The April event featured talent from all grades in many areas. For example, artwork from the district’s five buildings was on display in the high school. Meanwhile, a portion of the event featured fourth- and fifth-grade choir members and musicians in the district’s string program, which also features fourth and fifth grades.

It also included the middle school band, both high school jazz bands, a number of high school concert bands, and several different choirs from Vicksburg’s elementary, middle and high schools.

Morris said the evening was structured so that events were staggered for maximum viewership. For example, a dance recital started at 5:30. Half an hour later, a student film festival was presented.

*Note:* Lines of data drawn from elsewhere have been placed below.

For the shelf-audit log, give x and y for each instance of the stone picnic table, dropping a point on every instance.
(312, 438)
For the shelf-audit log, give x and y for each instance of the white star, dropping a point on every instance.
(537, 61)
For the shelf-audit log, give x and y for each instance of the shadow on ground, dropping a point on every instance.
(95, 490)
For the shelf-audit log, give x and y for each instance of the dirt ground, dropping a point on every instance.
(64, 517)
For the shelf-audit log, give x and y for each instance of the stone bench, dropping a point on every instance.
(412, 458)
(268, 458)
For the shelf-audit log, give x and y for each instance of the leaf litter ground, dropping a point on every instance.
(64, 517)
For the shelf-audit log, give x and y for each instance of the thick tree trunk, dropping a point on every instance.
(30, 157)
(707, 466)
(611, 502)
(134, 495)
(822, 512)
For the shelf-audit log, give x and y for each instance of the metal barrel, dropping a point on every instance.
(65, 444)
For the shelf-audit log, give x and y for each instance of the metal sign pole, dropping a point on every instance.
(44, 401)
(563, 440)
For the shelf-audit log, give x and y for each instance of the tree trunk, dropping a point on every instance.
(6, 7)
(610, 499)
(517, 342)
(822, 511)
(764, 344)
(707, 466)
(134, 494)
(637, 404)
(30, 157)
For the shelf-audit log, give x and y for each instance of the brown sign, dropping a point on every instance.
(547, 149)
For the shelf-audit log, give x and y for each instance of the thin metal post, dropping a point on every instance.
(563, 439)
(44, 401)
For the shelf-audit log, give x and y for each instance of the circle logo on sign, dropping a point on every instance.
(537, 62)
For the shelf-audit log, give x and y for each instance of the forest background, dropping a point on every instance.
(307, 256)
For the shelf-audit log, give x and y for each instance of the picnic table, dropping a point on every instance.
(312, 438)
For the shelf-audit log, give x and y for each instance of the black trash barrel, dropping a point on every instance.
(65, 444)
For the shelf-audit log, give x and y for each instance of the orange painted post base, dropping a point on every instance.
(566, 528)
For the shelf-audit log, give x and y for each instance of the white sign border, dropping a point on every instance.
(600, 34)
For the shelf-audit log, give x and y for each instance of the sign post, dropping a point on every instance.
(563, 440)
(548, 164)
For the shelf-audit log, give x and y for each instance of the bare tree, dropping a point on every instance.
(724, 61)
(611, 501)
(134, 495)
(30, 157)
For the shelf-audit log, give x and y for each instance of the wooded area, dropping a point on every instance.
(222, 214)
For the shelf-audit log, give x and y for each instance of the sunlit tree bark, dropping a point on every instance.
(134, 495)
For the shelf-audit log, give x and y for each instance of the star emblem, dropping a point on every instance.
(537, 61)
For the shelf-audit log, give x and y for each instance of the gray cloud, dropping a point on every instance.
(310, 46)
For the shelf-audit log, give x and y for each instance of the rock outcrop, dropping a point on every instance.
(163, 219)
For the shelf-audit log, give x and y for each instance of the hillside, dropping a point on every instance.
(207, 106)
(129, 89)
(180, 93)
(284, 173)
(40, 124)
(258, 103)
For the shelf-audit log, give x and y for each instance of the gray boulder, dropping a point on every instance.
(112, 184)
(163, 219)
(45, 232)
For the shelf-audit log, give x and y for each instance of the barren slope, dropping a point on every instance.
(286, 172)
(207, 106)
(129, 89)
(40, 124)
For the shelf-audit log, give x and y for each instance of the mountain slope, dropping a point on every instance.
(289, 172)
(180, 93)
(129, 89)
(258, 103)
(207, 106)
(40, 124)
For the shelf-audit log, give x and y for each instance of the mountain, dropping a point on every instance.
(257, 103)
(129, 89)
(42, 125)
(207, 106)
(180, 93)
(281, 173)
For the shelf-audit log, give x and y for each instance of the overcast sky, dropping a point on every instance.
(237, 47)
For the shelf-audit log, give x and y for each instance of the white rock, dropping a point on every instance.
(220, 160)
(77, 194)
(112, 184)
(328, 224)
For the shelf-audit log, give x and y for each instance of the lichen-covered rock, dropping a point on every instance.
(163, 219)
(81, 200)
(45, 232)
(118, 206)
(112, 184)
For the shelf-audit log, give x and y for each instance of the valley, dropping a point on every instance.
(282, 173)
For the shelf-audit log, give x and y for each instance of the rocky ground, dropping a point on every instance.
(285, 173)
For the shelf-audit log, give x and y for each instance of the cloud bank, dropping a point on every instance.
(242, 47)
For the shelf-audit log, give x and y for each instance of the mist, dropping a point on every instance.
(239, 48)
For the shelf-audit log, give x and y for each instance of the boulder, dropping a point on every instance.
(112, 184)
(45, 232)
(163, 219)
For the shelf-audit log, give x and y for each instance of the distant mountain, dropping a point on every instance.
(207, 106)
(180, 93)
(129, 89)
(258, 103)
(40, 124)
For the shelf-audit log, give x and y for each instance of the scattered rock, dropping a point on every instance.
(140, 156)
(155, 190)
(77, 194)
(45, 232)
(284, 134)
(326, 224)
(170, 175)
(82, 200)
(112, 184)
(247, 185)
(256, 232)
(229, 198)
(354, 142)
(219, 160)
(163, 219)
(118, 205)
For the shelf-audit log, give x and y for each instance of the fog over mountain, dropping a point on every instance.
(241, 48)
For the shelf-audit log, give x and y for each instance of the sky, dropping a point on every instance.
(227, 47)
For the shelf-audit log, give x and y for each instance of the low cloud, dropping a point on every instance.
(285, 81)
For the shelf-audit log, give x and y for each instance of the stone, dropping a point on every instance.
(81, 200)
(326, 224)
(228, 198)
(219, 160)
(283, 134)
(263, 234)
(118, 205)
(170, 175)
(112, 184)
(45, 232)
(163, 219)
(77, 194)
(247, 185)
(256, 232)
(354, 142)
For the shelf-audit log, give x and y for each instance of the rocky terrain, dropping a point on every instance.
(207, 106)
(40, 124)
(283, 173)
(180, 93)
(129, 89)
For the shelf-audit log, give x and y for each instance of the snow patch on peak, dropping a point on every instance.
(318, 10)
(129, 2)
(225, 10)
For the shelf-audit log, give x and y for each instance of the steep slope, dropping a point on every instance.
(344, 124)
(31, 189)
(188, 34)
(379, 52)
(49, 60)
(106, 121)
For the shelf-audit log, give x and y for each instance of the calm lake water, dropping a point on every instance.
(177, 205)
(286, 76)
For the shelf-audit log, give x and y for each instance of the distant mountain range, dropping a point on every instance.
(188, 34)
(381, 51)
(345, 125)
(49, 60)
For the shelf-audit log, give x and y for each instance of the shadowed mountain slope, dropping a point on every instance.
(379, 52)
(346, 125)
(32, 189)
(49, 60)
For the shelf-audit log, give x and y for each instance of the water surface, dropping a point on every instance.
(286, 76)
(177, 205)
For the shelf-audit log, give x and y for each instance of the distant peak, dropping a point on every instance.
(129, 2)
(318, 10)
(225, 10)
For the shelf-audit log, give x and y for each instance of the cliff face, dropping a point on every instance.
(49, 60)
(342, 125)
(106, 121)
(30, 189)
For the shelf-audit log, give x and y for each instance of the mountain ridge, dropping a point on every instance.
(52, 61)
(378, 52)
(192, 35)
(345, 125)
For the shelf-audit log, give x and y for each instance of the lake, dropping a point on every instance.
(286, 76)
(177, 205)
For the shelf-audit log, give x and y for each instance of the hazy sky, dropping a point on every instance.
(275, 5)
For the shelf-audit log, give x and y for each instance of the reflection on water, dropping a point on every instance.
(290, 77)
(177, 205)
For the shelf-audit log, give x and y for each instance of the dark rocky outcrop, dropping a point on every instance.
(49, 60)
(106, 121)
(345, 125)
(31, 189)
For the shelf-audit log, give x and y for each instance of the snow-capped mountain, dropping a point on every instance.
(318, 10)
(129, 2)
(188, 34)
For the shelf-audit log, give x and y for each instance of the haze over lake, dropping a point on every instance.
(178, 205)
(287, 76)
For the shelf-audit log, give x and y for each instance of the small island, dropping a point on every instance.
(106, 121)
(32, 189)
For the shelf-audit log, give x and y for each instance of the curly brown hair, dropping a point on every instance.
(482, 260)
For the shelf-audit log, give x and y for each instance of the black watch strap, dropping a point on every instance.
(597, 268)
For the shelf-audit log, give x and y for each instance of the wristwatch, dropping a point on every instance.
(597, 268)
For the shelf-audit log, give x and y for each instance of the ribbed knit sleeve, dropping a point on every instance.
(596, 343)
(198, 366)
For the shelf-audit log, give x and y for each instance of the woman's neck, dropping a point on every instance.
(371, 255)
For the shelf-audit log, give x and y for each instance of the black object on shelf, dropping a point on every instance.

A district-wide art show was available to view between 5:30 and 7, and the evening concluded with bands and choirs starting at 7 p.m. in the school gymnasium.

Morris said Celebration of the Arts also provides parents the chance to see components of the fine arts they might not otherwise take the time to witness.

“So, the parents of a fourth grader probably won’t attend a high school band concert, for example, and vice-versa,” he said. “If they come here tonight, they’ll have the opportunity to witness something they might not otherwise see.”

Patty Heintzelman, choir teacher at Tobey and Indian Lake elementaries, said she was excited to welcome back Celebration of the Arts. The program’s choral finale, Beethoven’s triumphant “Ode To Joy,” was intentionally chosen as a celebration to mark the return of such a beloved and popular community event.

She said planning a performance of such magnitude required fine arts teachers to work together with the intent of a seamless transition when elementary, middle school and high school students combined for the closing piece.

Kyle Jones, father of Sunset Lake kindergartener Remi Jones, said his daughter was thrilled to learn her artwork – a picture of her dog, Boomer – was chosen to be featured in the art showcase.

The Celebration “is the first for us so it’s been really nice coming into the high school and seeing all that there is to see,” he said. “Remi has been talking about this ever since I got a message from school that her picture was chosen and, I have to say, I think it’s real important that kids learn from a young age how important the fine arts are.”

Megan Oswalt, Sunset Lake art teacher, said she chose between 40 to 50 pieces of artwork from BK through fifth grade to feature during the program. Oswalt conceded it was difficult to limit the number of pieces to fewer than 50.

Meanwhile, dance studio instructors Dawn Simpson and RJ Robertson-Degraaf said they were happy that students were able to share what they’ve learned through various dance programs this year.

“What thrills me the most is the opportunity this provided to keep culture and the arts front and center,” Simpson said, noting the district’s dance program includes tap, jazz, hip-hop, gymnastics and ballet. “Tonight, we showcased hula and Tahitian dances, and a few hip-hop numbers.”